In a spirit of repentance, the United Methodist Church is making good on a pledge to support a learning center at the Western site of an 1864 massacre of Native Americans led by a Methodist minister.
The UMC’s General Commission on Christian Unity and Interreligious Concerns, based in New York City, announced that it has gived $50,000 to the National Park Service for developing a center at the Sand Creek Massacre National Historic Site, near Eads, Colorado. The donation will be used to fund research materials and other public education initiatives.
The donation is the latest in a series of acts in which the 12-million-member denomination has apologized for the action of Colonel John Chivington, a Methodist minister who led a Nov. 29, 1864, attack against members of the Cheyenne and Arapaho peoples along the banks of Sand Creek.

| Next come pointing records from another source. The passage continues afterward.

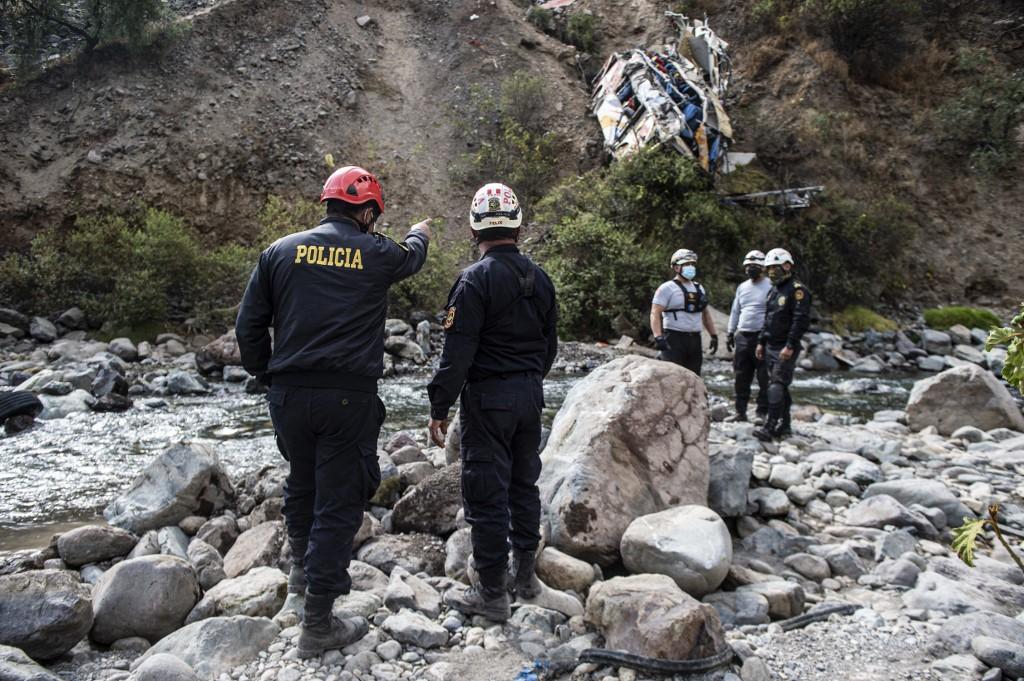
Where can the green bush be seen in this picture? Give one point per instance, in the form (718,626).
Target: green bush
(857,318)
(972,317)
(981,121)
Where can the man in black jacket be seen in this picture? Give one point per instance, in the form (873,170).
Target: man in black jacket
(500,343)
(787,314)
(324,291)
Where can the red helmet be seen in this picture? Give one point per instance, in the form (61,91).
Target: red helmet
(353,185)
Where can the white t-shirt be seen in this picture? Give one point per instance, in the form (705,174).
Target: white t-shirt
(670,296)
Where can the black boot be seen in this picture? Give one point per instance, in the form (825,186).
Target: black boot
(524,582)
(322,631)
(488,598)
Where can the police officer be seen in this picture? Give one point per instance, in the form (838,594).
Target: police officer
(324,291)
(786,318)
(745,322)
(500,343)
(679,307)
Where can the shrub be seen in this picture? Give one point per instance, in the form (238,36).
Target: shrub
(972,317)
(857,318)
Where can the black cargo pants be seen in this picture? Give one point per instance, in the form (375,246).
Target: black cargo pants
(684,349)
(501,462)
(745,366)
(779,378)
(330,438)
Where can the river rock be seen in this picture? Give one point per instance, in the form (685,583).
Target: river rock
(219,353)
(650,615)
(432,505)
(259,593)
(414,629)
(963,396)
(164,667)
(124,348)
(408,591)
(600,473)
(881,510)
(414,552)
(43,612)
(208,563)
(216,645)
(930,494)
(254,548)
(92,544)
(729,478)
(148,597)
(15,666)
(1001,653)
(185,479)
(564,572)
(690,544)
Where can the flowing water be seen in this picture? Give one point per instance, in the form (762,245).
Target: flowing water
(64,472)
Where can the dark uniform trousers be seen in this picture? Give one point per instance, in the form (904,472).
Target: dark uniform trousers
(779,378)
(684,349)
(745,366)
(501,462)
(329,435)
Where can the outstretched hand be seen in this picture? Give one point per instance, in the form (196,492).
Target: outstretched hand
(438,430)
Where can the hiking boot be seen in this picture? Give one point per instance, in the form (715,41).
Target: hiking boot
(491,602)
(524,582)
(322,631)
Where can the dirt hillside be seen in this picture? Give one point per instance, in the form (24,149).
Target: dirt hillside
(256,92)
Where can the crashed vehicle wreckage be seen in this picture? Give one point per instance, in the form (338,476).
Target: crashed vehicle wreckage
(643,96)
(647,97)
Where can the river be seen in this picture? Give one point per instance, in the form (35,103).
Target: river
(64,472)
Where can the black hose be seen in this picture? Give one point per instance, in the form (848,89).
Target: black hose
(700,665)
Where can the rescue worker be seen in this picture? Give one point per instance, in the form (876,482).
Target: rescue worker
(745,322)
(324,292)
(500,343)
(679,307)
(786,317)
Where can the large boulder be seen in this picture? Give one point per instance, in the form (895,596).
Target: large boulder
(93,544)
(631,439)
(648,614)
(185,479)
(259,593)
(432,505)
(44,612)
(219,353)
(690,544)
(216,645)
(930,494)
(256,547)
(15,666)
(966,395)
(148,597)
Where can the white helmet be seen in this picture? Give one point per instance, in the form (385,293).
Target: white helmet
(495,205)
(683,255)
(754,258)
(777,256)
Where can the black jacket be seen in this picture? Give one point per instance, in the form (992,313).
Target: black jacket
(501,320)
(787,314)
(324,291)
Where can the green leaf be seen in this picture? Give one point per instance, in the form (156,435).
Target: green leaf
(966,538)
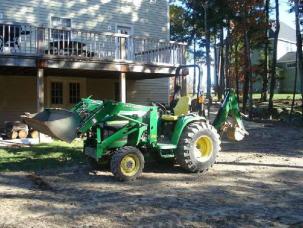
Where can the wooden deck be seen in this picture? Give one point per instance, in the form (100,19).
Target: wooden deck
(27,46)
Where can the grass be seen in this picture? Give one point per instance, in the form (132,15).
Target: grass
(42,156)
(279,96)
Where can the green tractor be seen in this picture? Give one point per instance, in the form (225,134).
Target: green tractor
(123,132)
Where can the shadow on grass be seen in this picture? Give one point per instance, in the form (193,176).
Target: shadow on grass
(38,157)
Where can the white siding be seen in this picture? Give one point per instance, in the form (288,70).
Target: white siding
(149,19)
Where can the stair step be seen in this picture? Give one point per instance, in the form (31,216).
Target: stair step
(165,146)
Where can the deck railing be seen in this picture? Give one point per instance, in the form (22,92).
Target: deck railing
(25,39)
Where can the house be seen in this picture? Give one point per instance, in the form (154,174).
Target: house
(286,55)
(52,53)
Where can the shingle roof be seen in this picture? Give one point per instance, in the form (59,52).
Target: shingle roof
(288,57)
(286,33)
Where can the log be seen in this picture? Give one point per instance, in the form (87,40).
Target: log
(34,134)
(22,134)
(12,135)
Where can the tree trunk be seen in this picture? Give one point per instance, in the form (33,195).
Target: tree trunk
(237,69)
(207,57)
(295,89)
(274,59)
(216,76)
(248,74)
(222,64)
(226,68)
(195,60)
(265,74)
(299,48)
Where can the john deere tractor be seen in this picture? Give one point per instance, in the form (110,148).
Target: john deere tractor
(123,132)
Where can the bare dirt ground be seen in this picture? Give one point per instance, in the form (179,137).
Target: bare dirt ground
(257,182)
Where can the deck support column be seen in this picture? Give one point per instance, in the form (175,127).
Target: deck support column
(123,87)
(40,89)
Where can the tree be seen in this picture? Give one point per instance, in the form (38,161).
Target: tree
(274,57)
(299,48)
(266,70)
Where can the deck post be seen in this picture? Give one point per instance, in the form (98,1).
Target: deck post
(40,89)
(123,74)
(123,87)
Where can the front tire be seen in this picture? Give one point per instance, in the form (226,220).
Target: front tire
(127,163)
(198,147)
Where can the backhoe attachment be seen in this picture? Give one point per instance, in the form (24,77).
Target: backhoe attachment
(233,126)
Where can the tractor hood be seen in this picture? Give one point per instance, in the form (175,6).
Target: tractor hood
(58,123)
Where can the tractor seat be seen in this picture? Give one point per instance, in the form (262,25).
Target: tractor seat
(182,108)
(116,124)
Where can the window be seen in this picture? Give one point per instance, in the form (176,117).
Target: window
(57,93)
(74,92)
(60,23)
(117,91)
(291,65)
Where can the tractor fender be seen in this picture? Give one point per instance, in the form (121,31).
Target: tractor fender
(182,123)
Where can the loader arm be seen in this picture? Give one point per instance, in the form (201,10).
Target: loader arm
(230,108)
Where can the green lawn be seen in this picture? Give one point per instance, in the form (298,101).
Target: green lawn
(279,96)
(43,156)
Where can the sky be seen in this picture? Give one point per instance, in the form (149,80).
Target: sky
(285,16)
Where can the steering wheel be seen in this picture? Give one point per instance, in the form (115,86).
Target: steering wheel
(161,107)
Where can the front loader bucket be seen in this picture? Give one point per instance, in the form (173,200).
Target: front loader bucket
(58,123)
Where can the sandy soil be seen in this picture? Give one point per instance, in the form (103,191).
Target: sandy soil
(257,182)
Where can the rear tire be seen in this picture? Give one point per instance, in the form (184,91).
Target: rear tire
(198,147)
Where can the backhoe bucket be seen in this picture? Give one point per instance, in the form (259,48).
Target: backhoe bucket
(58,123)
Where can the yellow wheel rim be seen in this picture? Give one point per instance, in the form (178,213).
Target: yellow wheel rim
(130,165)
(204,145)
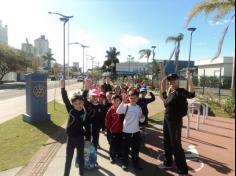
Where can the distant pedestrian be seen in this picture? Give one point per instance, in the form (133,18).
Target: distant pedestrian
(175,101)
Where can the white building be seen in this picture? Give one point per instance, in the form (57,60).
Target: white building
(213,68)
(3,34)
(130,68)
(28,48)
(41,46)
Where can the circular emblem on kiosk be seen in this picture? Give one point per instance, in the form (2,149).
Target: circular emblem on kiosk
(39,91)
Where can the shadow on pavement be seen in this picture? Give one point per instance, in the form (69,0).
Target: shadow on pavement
(218,166)
(52,130)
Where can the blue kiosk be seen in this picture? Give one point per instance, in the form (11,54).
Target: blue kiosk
(36,98)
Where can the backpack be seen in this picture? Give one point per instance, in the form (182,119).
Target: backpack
(122,116)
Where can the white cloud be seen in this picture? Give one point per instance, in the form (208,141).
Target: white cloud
(133,41)
(213,23)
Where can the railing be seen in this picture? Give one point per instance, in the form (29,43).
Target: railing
(195,105)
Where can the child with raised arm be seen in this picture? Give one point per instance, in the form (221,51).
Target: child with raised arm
(75,129)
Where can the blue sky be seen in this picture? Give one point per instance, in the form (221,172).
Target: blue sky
(129,25)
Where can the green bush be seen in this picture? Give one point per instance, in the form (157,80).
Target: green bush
(229,105)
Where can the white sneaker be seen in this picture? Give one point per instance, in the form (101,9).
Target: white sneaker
(163,166)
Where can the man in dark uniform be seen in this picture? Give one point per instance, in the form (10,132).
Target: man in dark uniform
(175,101)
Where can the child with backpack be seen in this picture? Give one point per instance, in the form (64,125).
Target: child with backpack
(75,129)
(114,126)
(131,130)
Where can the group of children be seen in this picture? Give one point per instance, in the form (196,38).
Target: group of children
(118,110)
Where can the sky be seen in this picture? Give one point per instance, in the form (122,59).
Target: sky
(128,25)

Some 165 people — most of them women, children and the elderly — were killed. As a result of the massacre, Cheyennes and Arapahos abandoned all claims to what was then the Territory of Colorado.

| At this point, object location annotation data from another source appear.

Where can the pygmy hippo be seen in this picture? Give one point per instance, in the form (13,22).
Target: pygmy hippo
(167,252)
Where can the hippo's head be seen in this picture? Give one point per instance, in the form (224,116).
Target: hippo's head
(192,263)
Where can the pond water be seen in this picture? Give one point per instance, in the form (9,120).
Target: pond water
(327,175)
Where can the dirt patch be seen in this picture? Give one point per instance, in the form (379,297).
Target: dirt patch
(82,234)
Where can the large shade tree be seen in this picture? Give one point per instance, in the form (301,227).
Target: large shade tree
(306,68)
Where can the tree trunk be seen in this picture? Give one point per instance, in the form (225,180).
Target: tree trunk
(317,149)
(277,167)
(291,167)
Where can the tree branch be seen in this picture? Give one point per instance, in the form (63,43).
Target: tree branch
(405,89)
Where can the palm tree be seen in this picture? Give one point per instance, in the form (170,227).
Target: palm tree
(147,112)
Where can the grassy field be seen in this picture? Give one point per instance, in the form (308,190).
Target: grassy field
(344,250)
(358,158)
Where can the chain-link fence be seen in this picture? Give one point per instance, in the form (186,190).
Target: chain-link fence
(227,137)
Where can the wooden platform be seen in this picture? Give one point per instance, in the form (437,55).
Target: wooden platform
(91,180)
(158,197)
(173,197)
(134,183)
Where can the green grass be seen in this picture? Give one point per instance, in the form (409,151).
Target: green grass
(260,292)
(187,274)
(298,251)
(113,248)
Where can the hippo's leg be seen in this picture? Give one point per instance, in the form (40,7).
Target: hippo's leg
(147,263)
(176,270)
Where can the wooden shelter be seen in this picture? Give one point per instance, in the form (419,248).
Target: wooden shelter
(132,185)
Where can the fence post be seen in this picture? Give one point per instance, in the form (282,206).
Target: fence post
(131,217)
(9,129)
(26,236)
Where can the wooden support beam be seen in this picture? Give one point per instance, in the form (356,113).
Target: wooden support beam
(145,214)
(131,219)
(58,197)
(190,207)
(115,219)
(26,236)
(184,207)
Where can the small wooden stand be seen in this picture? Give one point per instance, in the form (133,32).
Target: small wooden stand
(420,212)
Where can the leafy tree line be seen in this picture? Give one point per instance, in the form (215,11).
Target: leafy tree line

“This effort is only a single step in a very complex and emotional journey for our church,” the Rev. Stephen Sidorak, Jr., general secretary of the General Commission on Christian Unity and Interreligious Concerns, said in a recent statement. “We have played an unfortunate role in history in regards to Native Americans and our recognition of our involvement is long overdue.”
Sidorak told ENInews that Northern Cheyenne peoples today “are quite struck by the fact that animals have returned to the massacre site, evidence of the healing of the land, a victory of life over death.”
The UMC is preparing for a formal “Act of Repentance to Indigenous Persons” during the meeting of its top legislative body, the United Methodist General Conference, to be held April 25- May 4, 2012, in Tampa, Florida.
That service, the general commission said, “is intended to be an acknowledgment of wrongs done to indigenous persons and the beginning of a process to heal relationships between indigenous communities and the church.”
The UMC’s 1996 General Conference formally expressed regret for the Sand Creek massacre and issued a public apology for the “actions of a prominent Methodist.” The denomination authorized a donation to the Sand Creek Massacre Learning Center in 2008.
“The Learning Center will enable descendants, visitors and researchers to study the causes and consequences of this tragedy and its relevance to contemporary events in the hope of preventing similar occurrences in the future,” Alexa Roberts, superintendent of the Sand Creek Massacre National Historic Site, said in a statement.
Chivington reportedly said: “Damn any man who sympathizes with Indians. I have come to kill Indians, and believe it is right and honorable to use any means under God’s heaven to kill Indians.” Almost twenty years after the event, he was unrepentant, declaring: “I stand by Sand Creek.”
Such acts and words continue to wound, Sidorak said, explaining: “We will never get a grip on our need for repentance until we grasp the breadth and depth of the historical injuries sustained by indigenous ancestors and the lasting wounds inflicted upon their descendants.”